On Oct-02, Nicholas Clark wrote:
> $ make install
> /home/nick/Install/bin/perl5.8.4 tools/dev/install_files.pl --buildprefix= 
> --prefix=/home/nick/Install/parrot --exec-prefix=/home/nick/Install/parrot 
> --bindir=/home/nick/Install/parrot/bin --libdir=/home/nick/Install/parrot/lib 
> --includedir=/home/nick/Install/parrot/include MANIFEST MANIFEST.generated | sh
> 
> We have perl. Which is guaranteed to be on all platforms we build on.
> So why are we making a big list of commands and then feeding them to Unix
> shell? Which isn't going to be on all platforms that we build on.

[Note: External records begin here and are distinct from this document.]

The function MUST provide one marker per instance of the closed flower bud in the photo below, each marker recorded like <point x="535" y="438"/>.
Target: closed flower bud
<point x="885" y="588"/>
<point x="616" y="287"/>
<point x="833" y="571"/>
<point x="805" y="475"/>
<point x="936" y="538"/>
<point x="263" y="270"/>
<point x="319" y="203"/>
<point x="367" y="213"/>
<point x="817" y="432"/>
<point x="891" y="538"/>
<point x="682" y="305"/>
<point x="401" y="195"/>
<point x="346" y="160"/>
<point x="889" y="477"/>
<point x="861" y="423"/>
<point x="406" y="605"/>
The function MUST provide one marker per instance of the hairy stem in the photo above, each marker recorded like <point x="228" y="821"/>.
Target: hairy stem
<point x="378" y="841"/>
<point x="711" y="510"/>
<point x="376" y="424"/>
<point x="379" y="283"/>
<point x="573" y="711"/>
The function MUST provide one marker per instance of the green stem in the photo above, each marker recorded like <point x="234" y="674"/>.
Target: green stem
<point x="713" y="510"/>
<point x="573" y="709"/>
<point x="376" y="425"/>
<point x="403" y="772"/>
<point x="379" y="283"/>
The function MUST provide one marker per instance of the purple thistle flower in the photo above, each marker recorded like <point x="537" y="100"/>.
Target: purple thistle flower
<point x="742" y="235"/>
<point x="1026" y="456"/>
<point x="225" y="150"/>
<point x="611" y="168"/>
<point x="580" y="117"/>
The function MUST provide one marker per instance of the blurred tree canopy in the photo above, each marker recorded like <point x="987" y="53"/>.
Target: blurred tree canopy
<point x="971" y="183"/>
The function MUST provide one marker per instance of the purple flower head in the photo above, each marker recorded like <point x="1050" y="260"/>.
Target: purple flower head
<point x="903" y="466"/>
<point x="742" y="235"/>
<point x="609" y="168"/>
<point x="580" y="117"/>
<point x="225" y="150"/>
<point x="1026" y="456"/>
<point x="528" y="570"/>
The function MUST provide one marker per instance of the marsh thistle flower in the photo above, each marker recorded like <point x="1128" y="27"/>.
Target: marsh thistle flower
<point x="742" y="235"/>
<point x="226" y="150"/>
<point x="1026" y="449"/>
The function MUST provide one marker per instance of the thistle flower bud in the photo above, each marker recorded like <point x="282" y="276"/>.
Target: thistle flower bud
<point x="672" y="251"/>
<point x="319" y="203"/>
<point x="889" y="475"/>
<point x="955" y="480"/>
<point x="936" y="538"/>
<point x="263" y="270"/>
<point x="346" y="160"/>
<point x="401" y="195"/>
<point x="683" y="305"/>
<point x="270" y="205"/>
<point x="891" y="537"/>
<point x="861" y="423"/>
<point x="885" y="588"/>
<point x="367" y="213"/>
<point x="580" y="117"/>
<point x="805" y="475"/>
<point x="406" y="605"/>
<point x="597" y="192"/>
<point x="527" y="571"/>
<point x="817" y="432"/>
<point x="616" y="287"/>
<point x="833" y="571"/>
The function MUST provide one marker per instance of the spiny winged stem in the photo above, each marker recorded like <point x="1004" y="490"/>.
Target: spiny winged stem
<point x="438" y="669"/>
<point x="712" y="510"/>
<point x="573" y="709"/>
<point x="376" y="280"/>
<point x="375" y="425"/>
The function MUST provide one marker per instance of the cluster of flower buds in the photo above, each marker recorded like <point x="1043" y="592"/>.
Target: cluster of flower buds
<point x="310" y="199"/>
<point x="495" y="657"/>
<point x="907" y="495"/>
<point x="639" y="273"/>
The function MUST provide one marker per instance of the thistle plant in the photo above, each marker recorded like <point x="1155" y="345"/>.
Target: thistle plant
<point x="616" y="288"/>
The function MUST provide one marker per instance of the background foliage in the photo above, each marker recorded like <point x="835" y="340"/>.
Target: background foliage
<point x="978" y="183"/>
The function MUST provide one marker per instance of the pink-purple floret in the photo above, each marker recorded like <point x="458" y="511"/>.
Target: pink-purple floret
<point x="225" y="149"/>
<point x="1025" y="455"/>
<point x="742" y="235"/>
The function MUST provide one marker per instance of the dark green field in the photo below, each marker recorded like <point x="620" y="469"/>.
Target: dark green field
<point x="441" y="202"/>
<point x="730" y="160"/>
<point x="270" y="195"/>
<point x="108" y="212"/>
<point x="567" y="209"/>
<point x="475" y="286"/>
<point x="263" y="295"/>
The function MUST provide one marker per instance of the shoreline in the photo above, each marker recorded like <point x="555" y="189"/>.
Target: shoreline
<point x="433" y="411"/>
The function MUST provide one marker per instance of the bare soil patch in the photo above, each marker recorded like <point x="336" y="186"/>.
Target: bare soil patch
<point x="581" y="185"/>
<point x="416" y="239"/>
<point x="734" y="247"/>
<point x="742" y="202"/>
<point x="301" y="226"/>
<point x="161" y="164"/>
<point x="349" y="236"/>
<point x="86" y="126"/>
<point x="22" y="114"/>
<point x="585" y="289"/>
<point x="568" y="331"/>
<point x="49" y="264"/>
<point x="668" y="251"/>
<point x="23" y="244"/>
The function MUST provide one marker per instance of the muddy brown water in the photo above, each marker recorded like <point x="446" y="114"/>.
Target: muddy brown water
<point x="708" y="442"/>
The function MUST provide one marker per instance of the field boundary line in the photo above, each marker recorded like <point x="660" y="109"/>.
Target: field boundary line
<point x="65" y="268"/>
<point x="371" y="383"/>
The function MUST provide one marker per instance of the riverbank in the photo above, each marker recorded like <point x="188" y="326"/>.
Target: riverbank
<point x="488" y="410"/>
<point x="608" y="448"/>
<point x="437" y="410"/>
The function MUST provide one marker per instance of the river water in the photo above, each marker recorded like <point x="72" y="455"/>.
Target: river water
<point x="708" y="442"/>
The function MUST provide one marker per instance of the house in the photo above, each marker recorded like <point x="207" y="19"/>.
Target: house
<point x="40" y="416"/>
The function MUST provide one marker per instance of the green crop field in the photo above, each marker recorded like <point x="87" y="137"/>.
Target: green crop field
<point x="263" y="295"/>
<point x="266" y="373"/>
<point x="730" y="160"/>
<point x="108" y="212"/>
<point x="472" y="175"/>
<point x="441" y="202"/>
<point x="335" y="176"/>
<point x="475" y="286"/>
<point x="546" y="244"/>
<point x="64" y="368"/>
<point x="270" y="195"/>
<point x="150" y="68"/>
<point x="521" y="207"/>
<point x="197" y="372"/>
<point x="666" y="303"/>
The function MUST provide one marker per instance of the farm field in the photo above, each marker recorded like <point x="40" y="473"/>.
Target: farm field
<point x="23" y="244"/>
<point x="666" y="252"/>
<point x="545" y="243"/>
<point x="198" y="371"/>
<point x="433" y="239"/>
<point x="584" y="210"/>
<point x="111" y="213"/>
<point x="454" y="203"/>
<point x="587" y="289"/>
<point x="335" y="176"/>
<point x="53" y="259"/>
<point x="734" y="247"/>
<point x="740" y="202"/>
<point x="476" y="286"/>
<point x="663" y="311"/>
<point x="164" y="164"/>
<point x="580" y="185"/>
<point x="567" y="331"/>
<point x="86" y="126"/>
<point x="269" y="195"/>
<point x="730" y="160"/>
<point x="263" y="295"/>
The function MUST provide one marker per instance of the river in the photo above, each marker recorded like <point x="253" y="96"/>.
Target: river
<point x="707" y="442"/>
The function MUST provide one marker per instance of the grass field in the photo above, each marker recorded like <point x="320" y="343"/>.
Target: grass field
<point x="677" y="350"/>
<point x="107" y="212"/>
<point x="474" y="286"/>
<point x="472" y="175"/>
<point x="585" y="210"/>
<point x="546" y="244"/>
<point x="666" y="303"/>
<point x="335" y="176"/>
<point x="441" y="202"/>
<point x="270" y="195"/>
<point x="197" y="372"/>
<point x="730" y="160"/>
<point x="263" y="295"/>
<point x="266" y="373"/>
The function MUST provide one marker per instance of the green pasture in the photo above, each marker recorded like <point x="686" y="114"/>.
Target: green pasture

Because long ago, when I implemented 'make install', I only did the
minimum necessary to get RPM building working. And RPMs don't work so
well on Windows, or so I hear. The "generate a script and pipe it
through sh" approach is something I frequently use when cooking things
up quickly, because you can develop without the pipe, and then when
everything looks good, add it on and know what's going on. It's a nice
way to get visibility into what something's doing. And the script itself
uses forward slashes everwhere, so why bother pretending to be portable?

Not that any of this matters. I've committed fixes to hopefully make it
work portably. Of course, the MANIFEST.generated file is woefully
incomplete, so the files actually installed aren't terribly useful.